Ítaca
La complicidad coleguera, eso de lo que hay que huir siempre, incluso cuando se mata a alguien en equipo

A estas alturas deben de estar volviendo de sus vacaciones las primeras remesas de jóvenes que han hecho un viaje “experimental” o “iniciático”. Digo deben de estar porque ya no queda ningún amigo de la partida; el último que volvió de Perú lleva diez años llamándonos a todos para “hablar”. Lo imagino desde entonces con un hatillo de notas y unas fotos en sepia sin nadie a quién enseñar, como si le hubiesen amputado la mejor parte del viaje: contarlo. Me gusta verlo junto a un chamán en una colina mientras escucha que nada tendrá sentido si en la oficina nadie se entera de sus misteriosas conversaciones nocturnas.

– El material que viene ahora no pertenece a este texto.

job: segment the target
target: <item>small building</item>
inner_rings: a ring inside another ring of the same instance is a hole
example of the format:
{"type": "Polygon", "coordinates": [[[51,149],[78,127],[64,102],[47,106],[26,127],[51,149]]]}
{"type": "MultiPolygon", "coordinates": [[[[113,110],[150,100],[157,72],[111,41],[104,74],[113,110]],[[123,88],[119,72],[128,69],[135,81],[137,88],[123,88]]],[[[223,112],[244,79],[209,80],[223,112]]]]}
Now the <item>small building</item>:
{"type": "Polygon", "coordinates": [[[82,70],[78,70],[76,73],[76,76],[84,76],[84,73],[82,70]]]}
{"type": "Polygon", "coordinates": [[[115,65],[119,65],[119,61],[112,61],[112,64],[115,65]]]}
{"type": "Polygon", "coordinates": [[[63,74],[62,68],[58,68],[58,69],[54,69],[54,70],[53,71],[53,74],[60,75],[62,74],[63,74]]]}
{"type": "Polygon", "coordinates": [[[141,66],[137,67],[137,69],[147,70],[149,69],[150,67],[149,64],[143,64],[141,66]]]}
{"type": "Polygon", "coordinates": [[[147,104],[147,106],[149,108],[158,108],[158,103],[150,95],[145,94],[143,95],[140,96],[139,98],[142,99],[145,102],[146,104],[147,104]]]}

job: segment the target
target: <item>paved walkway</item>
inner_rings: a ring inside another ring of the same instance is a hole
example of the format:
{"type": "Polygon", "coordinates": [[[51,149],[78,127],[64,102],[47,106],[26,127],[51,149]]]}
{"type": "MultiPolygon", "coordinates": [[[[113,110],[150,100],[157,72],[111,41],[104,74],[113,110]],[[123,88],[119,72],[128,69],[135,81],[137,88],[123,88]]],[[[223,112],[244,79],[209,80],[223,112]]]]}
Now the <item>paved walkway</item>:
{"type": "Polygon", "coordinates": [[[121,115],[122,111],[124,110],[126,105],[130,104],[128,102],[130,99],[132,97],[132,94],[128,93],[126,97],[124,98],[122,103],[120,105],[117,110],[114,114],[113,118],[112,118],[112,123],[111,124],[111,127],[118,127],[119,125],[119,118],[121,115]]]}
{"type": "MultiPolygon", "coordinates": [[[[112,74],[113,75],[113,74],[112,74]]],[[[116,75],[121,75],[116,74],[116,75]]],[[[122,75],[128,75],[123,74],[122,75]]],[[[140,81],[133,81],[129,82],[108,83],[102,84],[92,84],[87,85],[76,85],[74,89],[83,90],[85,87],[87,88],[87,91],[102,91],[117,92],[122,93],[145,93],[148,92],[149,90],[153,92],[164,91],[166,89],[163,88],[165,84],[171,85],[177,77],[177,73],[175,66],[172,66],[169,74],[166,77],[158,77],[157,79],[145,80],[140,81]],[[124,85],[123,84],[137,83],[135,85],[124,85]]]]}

Es época por tanto, para mucha gente normal, de tratar de evitar a transidos o trastornados por la calle. Sobre todo cuando aún está caliente el regreso, cuando todavía hay algo de ellos que no ha vuelto de allí y necesitan explicarlo. Yo supongo ahora a Tsipras en una terraza de su pueblo: “Bruselas, macho, ni la India ni hostias. Yo me replanteé todo. Y os cambió la vida, ¿eh?”. Se les reconoce rápido no por el vestuario, el lenguaje o el furgón de policía que los sigue a distancia por la nueva costumbre de dormir bajo las estrellas, sino por la sonrisa de quien ha visto cosas que tú no creerías, por ejemplo un señor pescando. He asistido a muchos espectáculos de estos, he protagonizado con escándalo otros. Sé de amigos míos que callarían a una mujer que nació hombre para decirles que una partida de mus en la playa de Ko Chang le cambia la vida a cualquiera.
Esa trascendencia viene incorporada por el contexto, la sensación de lejanía: el prestigio geográfico. Todavía recuerdo la vuelta de un viaje a África que fue por puro placer, no tanto para encontrarme a mí mismo como para encontrar a la nueva Iman, y el grado de intensidad que empezaba a producirse en alguna gente que se enteraba de mi vuelta: esa intensidad se disparaba si el interlocutor había estado allí también. La complicidad coleguera, eso de lo que hay que huir siempre, incluso cuando se mata a alguien en equipo. Yo veía dirigirse hacia mí a alguien que me agarraba los dos brazos, como si me estuviese cayendo de un andamio, y pegaba su cara a la mía buscando los ojos, pues el haber visto la pobreza de Addis Abeba nos había enseñado una mirada secreta. Luego, con voz ronca, él preguntaba: “Qué tal”.
Vienen tiempos duros para los que gustan de “escuchar”. Durante un tiempo sus amigos beberán lo más exótico que se les ocurra y preguntarán dónde se ven ballenas al atardecer en la ría de Pontevedra. Cuando algún ingenuo les pregunte por qué, escuchará el chasquido del cepo en su tobillo.